Bundesumweltministerin Svenja Schulze dringt auf Windkraftausbau - Union erteilt Windbürgergeld eine Absage

Streit um Stromversorgung in Deutschland : Schulze dringt auf Windkraftausbau - Union erteilt Windbürgergeld eine Absage

Union und SPD streiten über Details der Energiewende. Bundesumweltministerin Svenja Schulze hat schnellere Fortschritte bei dem Ausbau der Solar- und Windenergie in Deutschland angemahnt.

„Es macht mir Sorge, dass wir hier schon zu viel Zeit verloren haben“, sagte die Ministerin. Zugleich begrüßte sie die Senkung von CO2-Emissionen im Jahr 2019. Eine Untersuchung der Denkfabrik Agora Energiewende hatte ergeben, dass im Vergleich zu 1990 die Emissionen um etwa 35 Prozent gesunken seien.

Die Bundesregierung hatte sich ursprünglich 40 Prozent als Zielmarke gesetzt. Um die Abkehr von Atom- und Kohlestrom zu schaffen, braucht es einen erheblichen Ausbau der Erneuerbaren Energien. Bis 2030 sollen Sonne, Wind und Wasser die Stromversorgung zu 65 Prozent und bis 2050 zu 100 Prozent gewährleisten. Doch die Verhandlungen zwischen Union und SPD sind trotz des beschlossenen Kohleausstiegs und Klimapakets zäh. Besondere Probleme bereitet der Gesetzentwurf von Bundeswirtschaftsminister Peter Altmaier (CDU), wonach eine allgemeine Abstandsregel von 1000 Metern zwischen Windkraftanlagen und Siedlungen schon ab fünf Häusern gelten soll. Umweltministerin Schulze hatte ihr Veto dagegen eingelegt, weil es die für Windkraftanlagen verfügbaren Flächen zu stark verkleinern würde.
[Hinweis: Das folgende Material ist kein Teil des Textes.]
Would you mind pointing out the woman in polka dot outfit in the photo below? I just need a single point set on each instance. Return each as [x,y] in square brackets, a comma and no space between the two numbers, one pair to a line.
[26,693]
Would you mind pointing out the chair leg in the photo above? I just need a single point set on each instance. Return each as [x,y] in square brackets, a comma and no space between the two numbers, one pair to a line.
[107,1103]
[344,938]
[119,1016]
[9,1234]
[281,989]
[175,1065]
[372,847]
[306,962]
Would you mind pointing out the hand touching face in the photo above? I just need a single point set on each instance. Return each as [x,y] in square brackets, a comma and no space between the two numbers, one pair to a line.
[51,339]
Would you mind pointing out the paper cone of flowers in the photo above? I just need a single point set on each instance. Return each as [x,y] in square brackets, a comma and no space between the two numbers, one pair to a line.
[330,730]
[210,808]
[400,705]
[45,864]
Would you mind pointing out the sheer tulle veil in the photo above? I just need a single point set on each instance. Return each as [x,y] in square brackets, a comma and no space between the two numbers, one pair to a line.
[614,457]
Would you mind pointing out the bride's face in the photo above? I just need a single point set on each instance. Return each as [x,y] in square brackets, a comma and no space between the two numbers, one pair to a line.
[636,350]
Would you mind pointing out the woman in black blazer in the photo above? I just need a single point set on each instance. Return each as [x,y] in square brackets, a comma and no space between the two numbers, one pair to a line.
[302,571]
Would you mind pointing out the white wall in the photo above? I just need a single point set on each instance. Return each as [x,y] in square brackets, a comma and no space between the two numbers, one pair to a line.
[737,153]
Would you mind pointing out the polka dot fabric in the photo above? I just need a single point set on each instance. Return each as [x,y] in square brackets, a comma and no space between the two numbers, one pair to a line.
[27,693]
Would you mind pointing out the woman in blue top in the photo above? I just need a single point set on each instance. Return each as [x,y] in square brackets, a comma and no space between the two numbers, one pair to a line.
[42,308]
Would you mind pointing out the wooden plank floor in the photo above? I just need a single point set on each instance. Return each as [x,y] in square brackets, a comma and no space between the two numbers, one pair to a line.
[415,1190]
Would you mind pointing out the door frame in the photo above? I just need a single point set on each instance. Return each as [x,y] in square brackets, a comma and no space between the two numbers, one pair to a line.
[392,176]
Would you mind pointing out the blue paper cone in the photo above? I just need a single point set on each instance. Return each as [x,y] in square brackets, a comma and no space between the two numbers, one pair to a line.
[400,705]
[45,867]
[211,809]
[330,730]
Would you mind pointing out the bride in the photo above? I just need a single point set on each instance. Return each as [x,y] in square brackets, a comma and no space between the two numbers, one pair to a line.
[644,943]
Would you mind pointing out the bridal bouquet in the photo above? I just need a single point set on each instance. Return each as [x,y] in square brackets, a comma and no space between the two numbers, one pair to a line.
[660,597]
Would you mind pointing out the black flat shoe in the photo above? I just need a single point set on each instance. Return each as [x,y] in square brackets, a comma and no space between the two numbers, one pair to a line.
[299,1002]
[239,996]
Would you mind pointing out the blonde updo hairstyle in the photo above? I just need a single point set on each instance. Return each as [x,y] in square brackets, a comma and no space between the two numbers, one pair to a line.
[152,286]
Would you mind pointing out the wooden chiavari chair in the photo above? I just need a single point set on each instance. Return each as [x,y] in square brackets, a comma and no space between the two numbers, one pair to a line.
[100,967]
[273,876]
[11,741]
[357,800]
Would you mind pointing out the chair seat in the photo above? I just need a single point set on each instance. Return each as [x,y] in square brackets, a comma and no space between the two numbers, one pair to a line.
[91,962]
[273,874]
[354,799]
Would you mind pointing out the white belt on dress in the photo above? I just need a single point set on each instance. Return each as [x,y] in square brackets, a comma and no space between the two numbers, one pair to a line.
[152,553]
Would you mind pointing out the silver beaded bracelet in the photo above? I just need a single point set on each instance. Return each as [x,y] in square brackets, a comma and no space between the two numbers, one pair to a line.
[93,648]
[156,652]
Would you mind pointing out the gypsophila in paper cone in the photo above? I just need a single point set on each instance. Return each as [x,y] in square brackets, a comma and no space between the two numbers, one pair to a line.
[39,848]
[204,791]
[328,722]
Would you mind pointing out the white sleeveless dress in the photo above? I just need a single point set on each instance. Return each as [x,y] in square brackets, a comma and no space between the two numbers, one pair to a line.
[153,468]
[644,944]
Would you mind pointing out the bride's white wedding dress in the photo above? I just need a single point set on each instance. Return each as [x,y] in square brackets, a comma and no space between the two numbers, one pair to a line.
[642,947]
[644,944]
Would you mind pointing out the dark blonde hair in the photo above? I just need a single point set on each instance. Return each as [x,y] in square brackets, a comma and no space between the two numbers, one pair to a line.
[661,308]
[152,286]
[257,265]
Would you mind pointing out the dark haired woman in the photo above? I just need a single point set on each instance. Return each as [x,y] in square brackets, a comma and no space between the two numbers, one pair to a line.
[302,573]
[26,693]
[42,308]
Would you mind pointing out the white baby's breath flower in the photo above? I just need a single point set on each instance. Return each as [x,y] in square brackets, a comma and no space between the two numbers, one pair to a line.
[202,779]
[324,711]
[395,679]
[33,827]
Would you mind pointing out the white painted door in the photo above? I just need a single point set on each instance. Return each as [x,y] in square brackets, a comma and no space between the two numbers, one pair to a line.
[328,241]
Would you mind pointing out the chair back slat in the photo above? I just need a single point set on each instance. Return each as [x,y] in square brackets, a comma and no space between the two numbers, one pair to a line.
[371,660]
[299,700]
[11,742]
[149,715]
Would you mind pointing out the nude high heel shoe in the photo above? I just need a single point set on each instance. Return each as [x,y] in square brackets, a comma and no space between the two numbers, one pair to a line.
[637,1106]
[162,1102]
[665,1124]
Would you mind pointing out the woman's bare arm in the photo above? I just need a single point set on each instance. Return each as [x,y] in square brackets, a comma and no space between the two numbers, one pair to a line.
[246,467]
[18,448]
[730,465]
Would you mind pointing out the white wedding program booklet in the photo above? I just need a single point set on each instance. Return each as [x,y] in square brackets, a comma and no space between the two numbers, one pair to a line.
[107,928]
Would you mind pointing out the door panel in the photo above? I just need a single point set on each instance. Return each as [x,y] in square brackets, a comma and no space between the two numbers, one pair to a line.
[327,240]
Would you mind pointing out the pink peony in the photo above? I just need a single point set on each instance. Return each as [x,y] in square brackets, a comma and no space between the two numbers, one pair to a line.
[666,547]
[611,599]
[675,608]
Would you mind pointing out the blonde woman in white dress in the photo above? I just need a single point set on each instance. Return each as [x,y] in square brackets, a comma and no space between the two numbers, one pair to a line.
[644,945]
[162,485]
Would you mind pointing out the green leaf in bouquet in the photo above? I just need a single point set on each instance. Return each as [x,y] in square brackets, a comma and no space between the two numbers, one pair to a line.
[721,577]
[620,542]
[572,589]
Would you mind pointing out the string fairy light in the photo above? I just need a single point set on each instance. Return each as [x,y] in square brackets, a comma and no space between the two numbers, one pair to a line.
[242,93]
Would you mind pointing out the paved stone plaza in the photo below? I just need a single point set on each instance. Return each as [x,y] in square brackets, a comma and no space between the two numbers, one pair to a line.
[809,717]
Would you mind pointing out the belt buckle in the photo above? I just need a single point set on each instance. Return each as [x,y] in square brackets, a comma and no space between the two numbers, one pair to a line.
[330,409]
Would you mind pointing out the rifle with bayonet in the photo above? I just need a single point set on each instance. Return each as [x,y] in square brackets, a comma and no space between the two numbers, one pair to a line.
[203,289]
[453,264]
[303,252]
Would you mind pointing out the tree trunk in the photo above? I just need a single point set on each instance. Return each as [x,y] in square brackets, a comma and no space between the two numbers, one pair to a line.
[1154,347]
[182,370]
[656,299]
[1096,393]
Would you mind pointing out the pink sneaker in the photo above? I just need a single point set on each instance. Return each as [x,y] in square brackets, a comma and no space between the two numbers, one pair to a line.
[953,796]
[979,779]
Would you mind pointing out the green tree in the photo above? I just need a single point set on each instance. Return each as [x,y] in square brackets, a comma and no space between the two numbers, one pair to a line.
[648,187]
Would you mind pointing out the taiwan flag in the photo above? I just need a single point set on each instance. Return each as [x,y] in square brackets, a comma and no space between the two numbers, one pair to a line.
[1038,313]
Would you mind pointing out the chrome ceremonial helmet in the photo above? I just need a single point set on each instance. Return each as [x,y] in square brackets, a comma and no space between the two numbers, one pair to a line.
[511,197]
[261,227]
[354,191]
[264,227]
Nun hat SPD-Fraktionsvize Matthias Miersch den Druck auf Minister Altmaier erhöht. In einem Brief an die Abgeordneten der SPD-Fraktion, der unserer Redaktion vorliegt, schreibt Miersch: „Bundeswirtschaftsminister Peter Altmaier ist jetzt aufgefordert, sich mit Vertretern der Länder und Kommunen an einen Tisch zu setzen und ein entsprechendes bundesweit einheitliches Konzept zur Förderung, Planung und Genehmigung von Windenergieanlagen zu erarbeiten.“ Um die Akzeptanz von Windkraftanlagen in der Bevölkerung zu erhöhen, sollten „Kommunen und Bürger an der Wertschöpfung im Rahmen der Windkraft“ beteiligt werden. „Das kann über kommunale Genossenschaften, bürgerschaftliche Anteile an Windparks bis hin zu Vergünstigungen bei Stromtarifen für Anwohner gehen“, schreibt Miersch. Er hatte für ein „Windbürgergeld“ plädiert, das auch zwischen Bund und Ländern diskutiert wurde und direkte finanzielle Anreize für Menschen vorsieht, die in der Nähe von Windkraftanlagen leben.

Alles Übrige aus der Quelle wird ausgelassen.